President Trump said Thursday that he does not have tapes of his private conversations with former FBI director James B. Comey, finally ending a mystery of his own creation that began last month when he suggested last month that he had privately recorded their talks.

Trump had floated the idea that he had an audio record of their conversations, apparently as a way to intimidate Comey. For weeks, the president and senior White House officials refused to tell the public whether such tapes exist.

But after an inquiry from congressional investigators about the tapes, Trump tweeted Thursday, “I did not make, and do not have, any such recordings.”

As the Friday deadline loomed for Trump to produce evidence for Congress of the “tapes” he suggested he made,  lawmakers had been trying to figure out what to do if he didn’t.

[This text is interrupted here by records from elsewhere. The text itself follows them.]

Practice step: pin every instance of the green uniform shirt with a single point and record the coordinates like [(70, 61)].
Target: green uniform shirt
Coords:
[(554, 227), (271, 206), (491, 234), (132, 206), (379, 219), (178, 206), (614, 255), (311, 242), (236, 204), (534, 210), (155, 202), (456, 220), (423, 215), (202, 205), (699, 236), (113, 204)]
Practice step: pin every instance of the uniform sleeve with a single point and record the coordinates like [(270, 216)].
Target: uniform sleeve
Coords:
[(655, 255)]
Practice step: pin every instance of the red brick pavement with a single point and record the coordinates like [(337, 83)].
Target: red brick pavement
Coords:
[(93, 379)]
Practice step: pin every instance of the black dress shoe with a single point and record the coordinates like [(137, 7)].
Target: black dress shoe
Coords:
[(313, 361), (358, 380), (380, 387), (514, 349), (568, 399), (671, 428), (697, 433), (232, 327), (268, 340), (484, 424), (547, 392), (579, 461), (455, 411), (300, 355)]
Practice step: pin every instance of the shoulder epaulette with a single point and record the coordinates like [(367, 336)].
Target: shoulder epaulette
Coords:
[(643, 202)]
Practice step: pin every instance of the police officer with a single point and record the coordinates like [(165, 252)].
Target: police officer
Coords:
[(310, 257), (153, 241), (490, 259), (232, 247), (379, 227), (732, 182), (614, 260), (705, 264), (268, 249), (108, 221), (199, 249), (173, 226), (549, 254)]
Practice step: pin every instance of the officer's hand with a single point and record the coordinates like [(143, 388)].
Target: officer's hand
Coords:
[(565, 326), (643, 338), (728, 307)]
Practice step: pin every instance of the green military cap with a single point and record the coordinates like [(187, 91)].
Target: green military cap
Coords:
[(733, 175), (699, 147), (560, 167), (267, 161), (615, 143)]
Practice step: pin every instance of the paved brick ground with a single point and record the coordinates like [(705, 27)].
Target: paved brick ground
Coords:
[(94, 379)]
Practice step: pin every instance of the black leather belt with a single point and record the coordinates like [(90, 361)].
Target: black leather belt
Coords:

The tools at the House Intelligence Committee’s disposal are few: If Trump hadn’t responded by Friday to its request for information about “whether any White House recordings or memoranda of Comey’s conversations with President Trump now exist or have in the past,” they could have subpoenaed him for that information. Which is exactly what the panel’s ranking Democrat, Rep. Adam Schiff, D-Calif., suggested on Wednesday that they would do.

But even with a subpoena, the panel stood little chance of actually compelling Trump to turn over anything he didn’t voluntarily want to produce, according to legal experts.